Trying to sell or rent a piece of property nowadays is hard enough. But when you have giant gas tanks buried underground that need to be removed or remediated, it’s just adding fuel to the fire.
Several prominent properties in or near Oak Park — which were formerly used as gas stations — have languished over recent years. And developers looking to sell those parcels admit that sealing the deal gets harder when you add old gas pumps to the mix.
The former Shell station at the northwest corner of Madison and Harlem in Forest Park was almost a Walgreens. But the deal fell through and the drugstore ended up at Madison and Oak Park Avenue, instead. Real estate broker Ted Parris has been trying for the past four years to unload the property, but to no avail.
They’ve dropped the price by a million, down to $1.5 million, and have started renting it out for parking to Rush Oak Park Hospital, hoping to at least get some income streaming in. Shell cleaned up the property before vacating, said Parris, gaining the coveted “no further remediation” letter from the Illinois Environmental Protection Agency. But still, there’s a stigma there when people hear that it was formerly a gas station.
“A lot of people will call and be all worried about it, but I’m like, ‘Good news,'” he said, later adding, “It’s definitely a concern for some people.”
Navigating the waters of remediating an old gas station is complicated, which is why some property owners hire guys like Nick Cuzzone, president of EPS Environmental Services Inc. He works for banks and developers, helping them to determine whether cleanup is needed before selling former gas station sites.
Regulations are less stringent if the property is being developed for a commercial or industrial use, versus as an apartment or condo. Tanks installed after 1974 generally need to be removed, though they can be filled or covered if built before 1974.
Sometimes sellers remediate the soil themselves, other times they discount the price to give the buyer more dough to fix up the property. Either way, sellers might have to wait awhile to get rid of their land.
“It’s hard enough. When you see vacant lots that aren’t contaminated, nobody wants to develop them,” Cuzzone said. “It’s even worse with contaminated sites.”
Another such site is the abandoned Petro station at 901 Madison St. in Oak Park. The property has been mired in foreclosure since 2007 and is currently owned by Harris Bank. It’s being listed on the market for $480,000, according to spokesman Patrick O’Herlihy, who acknowledged that selling a defunct gas station is more difficult than a typical commercial property.
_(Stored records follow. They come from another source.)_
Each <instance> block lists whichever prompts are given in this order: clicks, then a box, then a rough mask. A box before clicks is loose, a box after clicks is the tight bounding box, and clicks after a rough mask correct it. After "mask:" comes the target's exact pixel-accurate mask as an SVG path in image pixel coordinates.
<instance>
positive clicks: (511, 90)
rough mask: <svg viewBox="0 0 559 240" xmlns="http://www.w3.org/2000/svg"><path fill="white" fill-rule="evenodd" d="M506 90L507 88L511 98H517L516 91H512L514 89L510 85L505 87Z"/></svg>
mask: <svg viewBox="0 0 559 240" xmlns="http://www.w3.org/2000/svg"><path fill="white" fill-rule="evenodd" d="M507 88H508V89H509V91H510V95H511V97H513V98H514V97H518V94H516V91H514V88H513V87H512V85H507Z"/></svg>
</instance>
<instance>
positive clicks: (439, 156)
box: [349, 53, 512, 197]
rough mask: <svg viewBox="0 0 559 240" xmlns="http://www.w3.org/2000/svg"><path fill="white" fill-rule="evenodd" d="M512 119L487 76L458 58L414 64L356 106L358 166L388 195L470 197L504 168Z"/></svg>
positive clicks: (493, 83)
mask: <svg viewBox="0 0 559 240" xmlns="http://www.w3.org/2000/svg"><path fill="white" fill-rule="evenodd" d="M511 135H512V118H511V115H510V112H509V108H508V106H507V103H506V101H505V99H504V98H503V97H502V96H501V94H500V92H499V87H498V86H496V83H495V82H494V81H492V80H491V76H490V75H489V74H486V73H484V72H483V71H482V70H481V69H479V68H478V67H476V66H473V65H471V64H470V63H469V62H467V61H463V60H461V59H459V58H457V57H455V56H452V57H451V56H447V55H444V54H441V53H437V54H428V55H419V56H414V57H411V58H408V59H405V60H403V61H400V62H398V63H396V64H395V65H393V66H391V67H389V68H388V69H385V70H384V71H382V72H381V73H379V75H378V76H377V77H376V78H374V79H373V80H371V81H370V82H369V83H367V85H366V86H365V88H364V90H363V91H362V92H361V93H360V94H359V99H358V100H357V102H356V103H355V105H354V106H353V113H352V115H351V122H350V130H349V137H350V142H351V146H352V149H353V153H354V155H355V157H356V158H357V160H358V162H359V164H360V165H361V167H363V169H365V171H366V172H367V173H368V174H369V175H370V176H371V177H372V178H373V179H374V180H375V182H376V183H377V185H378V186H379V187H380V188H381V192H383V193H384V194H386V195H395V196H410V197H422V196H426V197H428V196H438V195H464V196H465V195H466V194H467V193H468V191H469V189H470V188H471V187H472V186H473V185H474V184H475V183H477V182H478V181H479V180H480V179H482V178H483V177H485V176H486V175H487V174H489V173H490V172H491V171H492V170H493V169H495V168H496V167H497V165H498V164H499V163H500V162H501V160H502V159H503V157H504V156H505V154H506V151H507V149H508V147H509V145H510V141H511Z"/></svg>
A former BP station at 801 S. Oak Park Ave. has also been on the market for a spell, since the business closed last summer. But they’ve had more luck, as the property is currently under contract, according to Phil Brasse, an asset manager for CIMA Developers Inc. He declined to say, yet, what will take the BP’s place, but said he hopes to get permits to remove the underground gas tank in the near future.
He, too, said the former gas use muddied things up. “Certainly,” he said. “There are environmental issues that need to be resolved, and very few people want to get involved with that.”
David King, an Oak Park-based commercial real estate broker, thinks the bigger problem is that nobody is building new construction of any sort in the current economy.
“The hurdle is not the environmental; the hurdle is the economy,” he said.